While the non-political investment decisions of university treasurers do not typically attract wide attention, the California system itself has some experience with it.

In 2014, Peter Taylor, the system’s chief financial officer at the time, faced protests over a bad bet on interest rate swaps that would pay benefits if interest rates started to rise. Instead, his move was estimated to cost the system as much as $136 million over several decades, worsening the pain of state disinvestment.

Now, with its century bonds, California has a chance to make that up, and more. It already raised $1.36 billion in century bonds issued in 2012 and 2015, largely used to help build classrooms and research facilities that the state would have funded in past years, Ms Arrivas said. The planned new round worth $2 billion is intended to help its medical facilities with tasks that include meeting a state law requiring earthquake-proof construction, she said.

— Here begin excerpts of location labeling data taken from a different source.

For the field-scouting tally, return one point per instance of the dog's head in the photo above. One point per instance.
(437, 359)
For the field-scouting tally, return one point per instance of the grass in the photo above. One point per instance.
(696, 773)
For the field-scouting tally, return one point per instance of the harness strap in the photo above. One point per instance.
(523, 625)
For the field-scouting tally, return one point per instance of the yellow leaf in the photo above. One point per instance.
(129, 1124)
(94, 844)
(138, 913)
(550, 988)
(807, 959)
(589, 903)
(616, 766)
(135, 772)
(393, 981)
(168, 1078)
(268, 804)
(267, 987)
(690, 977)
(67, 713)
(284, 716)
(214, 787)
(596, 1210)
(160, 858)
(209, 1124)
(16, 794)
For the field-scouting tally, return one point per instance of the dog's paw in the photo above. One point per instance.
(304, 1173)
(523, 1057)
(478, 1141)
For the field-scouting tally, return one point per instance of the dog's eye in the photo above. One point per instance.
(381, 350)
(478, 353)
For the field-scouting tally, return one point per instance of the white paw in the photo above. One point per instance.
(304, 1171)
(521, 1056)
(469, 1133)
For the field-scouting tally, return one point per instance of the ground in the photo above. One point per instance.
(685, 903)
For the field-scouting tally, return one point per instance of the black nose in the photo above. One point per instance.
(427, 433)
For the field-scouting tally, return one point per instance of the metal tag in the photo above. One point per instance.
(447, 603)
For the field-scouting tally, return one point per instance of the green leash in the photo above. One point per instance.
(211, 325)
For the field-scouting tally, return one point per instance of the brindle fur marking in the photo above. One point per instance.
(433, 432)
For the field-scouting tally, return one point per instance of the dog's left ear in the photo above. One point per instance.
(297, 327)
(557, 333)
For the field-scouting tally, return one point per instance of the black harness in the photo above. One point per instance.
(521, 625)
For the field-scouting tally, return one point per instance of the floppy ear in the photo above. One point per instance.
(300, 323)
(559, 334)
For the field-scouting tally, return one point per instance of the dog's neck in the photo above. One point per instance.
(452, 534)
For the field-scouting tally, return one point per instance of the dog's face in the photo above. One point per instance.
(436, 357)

Other US institutions issuing such bonds in recent years include the Massachusetts Institute of Technology, Ohio State University, the University of Pennsylvania, Yale University and the University of Virginia.

Mr Gower said he didn’t expect students and faculty to reach the point of joining him in discussions of weighty decisions such as century bonds. But the experience has reinforced his belief that the academic community somehow needs a better understanding of institutional financial realities.

“The more they know, the better the discussions can be,” he said. “There’s a perception that money comes from Trenton [New Jersey’s state capital] for these things, or we’ve got unlimited amounts of money in a piggy bank somewhere in the basement of the administration building, and that’s just not the case.”